What is a bit baffling to me is why Evangelical Christians are so good at declaring their salvation with firm (to say the least) confidence whereas if you ask a Mormon “Have you been saved?” the answer is often a look of shock, confusion, uneasiness, or embarrassment. Why do we lack the willingness to answer that question positively? Is our faith in Christ partially or entirely absent?
Well, an easy answer is because none of us—Evangelical, LDS, or otherwise—is yet literally and permanently standing in God’s presence, so we cannot factually say that it has happened already. But Mormons struggle with that question even if it is placed in a future context: “How confident do you feel that, if your life ended today, you would end up exalted in the Celestial Kingdom after the Judgment?” Would it be inappropriate for me to look you in the eye in response to that question and answer firmly, “Completely confident”? I don’t think so. In fact, I think we usually ought to and that true faith even demands it (provided I’m not in violation of my covenants—which does not mean that I’m perfect).

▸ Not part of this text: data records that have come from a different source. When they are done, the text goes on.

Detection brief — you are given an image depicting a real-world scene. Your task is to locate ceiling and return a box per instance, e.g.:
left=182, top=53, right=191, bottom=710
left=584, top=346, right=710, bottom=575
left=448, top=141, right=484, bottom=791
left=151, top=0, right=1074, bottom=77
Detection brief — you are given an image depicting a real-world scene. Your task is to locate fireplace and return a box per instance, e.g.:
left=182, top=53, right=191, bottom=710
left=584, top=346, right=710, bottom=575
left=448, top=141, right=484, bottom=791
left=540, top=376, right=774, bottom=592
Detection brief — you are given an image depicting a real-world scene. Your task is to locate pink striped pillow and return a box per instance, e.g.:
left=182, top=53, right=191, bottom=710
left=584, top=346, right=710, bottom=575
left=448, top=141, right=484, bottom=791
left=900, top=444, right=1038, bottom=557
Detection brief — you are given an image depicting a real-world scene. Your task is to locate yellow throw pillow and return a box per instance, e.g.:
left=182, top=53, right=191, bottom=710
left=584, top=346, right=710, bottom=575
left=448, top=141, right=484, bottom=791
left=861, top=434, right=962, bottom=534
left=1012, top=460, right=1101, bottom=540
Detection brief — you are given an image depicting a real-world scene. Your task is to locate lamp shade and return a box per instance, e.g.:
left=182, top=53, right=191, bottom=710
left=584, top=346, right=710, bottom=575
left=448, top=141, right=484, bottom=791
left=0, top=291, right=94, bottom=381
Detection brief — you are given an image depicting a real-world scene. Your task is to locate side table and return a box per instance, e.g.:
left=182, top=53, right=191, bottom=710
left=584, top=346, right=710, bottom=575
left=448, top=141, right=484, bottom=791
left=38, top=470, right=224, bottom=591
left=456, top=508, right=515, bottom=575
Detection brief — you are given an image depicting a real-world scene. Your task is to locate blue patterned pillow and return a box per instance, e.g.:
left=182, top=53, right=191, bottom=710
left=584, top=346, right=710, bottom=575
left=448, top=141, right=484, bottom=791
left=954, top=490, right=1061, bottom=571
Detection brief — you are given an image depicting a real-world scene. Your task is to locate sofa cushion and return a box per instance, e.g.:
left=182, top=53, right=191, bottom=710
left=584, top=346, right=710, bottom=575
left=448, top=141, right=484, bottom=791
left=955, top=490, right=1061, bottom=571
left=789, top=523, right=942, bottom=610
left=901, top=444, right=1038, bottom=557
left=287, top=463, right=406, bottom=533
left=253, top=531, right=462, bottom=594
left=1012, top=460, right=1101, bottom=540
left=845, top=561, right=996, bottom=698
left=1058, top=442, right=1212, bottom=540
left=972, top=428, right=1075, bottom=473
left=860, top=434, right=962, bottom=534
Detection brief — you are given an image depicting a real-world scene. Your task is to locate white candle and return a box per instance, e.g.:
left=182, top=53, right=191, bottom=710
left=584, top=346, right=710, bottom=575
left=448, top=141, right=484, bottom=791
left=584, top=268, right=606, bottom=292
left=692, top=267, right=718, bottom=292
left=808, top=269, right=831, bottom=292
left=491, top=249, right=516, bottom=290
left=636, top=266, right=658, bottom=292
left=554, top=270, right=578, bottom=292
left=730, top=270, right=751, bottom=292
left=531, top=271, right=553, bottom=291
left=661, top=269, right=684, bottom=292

So where does confident, assured faith come from? Well, the Bible Dictionary says it comes from learning (“hearing the testimony of those who have faith”) and doing (“obedience to the gospel”). It stands to reason that we must learn about something before we can believe in it and that the more we learn about it and understand it, the greater our reasons may become for believing in it. But learning must also be accompanied by action. Faith is not faith without action; faith without works is very much dead; and without action our learning becomes seriously obstructed.
So as my friend Newell recently taught me, it is a cycle: if I am willing to experiment and exercise faith in something I’ve learned by acting on it, through that action I will learn more, which learning will prompt me to act more, which will in turn teach me more, and so on and so on and so on. There is a “virtuous cycle” of learning and acting and being obedient to what we learn. But when I cease either learning or acting correctly on that learning, I cease spiraling upward and commence sliding backward into a spiral descent.
Jesus taught clearly and succinctly the relationship between faith and action and learning and doing: “If any man will do his will, he shall know of the doctrine….”
Learn. Do. Exercise agency through hope and belief. Exercise confidence and a sense of assurance in that hope and belief. And power will follow—if, when, and as needed by our Father in Heaven—but in any event to the producing of our salvation if our faith is centered on Christ.
Such faith is liberating. The alternative of “faith in nothing” leads to hopelessness. And the alternative of “faith in myself” leads to high stress, a lack of assurance, and ultimately failure. Faith in Christ, however, including acting on it as best we can, results in confident assurance.
So with respect for my Evangelical friends who don’t believe me and for my Mormon friends who think such statements are inappropriate… I, for one, am not yet saved. But I’m going to be. And you can bank on it.